A few years ago, Joshua Bell stood in the entrance to a busy subway station in New York, playing the violin like any other busker. In case you don't know (I didn't), he's one of the world's top violinists, and he was playing a Stradivarius worth US$3.5million.
And nobody took any fucking notice.
In the same vein, researchers have conducted tasting experiments in which ordinary people reported that hugely expensive, top quality, vintage wine tastes no better than the cheap stuff. But they didn't know they were drinking the good stuff, just as the people in the station didn't know they were walking past a world famous musician. When you tell the wine drinkers that one of the wines is incredibly costly, and ask them to compare it to the normal stuff, suddenly it starts to taste nicer. Charge them hundreds of dollars to listen to the busker, and he becomes one of the world's best musicians.
The value of something, the work you do, is not purely intrinsic. Greatness needs a context in which to be great.

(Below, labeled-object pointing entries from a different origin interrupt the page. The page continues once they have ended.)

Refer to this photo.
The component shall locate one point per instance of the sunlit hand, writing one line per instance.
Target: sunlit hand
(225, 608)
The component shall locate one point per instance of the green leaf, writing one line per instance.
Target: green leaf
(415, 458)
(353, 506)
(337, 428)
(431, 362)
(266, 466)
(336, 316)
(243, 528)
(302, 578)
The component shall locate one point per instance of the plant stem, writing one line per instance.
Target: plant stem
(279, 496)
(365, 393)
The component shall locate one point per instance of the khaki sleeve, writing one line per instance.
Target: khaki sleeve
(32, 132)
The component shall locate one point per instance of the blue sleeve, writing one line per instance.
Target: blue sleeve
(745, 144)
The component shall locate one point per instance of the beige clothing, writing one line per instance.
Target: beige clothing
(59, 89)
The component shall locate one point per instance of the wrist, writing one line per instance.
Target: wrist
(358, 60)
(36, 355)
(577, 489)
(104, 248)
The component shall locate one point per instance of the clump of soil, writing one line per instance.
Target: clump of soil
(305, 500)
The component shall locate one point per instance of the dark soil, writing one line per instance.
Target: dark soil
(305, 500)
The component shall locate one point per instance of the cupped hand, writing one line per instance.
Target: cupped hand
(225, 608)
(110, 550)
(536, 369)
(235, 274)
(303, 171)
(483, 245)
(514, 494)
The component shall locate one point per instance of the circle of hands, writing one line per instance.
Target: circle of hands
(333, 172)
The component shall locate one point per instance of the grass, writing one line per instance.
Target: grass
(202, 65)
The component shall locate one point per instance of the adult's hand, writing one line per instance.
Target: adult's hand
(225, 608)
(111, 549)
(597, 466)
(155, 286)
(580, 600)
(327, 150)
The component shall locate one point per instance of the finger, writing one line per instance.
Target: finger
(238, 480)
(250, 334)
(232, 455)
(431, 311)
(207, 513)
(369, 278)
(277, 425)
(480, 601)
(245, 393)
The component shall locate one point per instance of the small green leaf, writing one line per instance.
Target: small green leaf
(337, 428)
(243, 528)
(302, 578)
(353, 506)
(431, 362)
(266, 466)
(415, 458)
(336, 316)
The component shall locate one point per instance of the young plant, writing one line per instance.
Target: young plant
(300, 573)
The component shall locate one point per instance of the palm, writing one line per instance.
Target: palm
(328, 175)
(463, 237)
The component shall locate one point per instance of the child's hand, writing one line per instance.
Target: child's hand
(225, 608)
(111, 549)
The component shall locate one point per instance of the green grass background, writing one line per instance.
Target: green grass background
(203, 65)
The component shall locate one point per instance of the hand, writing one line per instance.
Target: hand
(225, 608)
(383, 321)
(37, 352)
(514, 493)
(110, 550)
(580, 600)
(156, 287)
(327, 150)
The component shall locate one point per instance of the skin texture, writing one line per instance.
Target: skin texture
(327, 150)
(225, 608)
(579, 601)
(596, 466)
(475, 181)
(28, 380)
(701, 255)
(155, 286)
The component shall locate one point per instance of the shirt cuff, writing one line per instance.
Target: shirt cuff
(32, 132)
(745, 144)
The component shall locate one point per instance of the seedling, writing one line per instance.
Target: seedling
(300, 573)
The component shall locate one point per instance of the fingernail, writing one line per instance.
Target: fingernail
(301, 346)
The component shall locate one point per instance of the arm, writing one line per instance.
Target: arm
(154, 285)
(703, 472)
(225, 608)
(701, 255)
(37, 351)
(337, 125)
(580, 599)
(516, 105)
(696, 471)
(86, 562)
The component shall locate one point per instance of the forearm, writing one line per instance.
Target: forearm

You need people to pay attention, and give them a reason to believe in your genius before they can see it.
An ad on the internet is like a guy in the corner of the station playing the violin - we turn our heads the other way because we don't want to pay attention. The bigger, louder, more insistent our ad, the more it becomes a nuisance. It's like the guy following you around playing bad violin, or pushing you to taste the wine in the supermarket. It doesn't matter how good the offering is, we don't want it, because anyone can place an ad or stand on a corner with a violin. If you're not in a special place, if you're not being endorsed by people who are enthusiastic about your field, even if you're a genius, you're a nobody.
I'm willing to believe you may be a genius, because most geniuses are never discovered, but you need to find a context in which to shine. Only then can you be brilliant.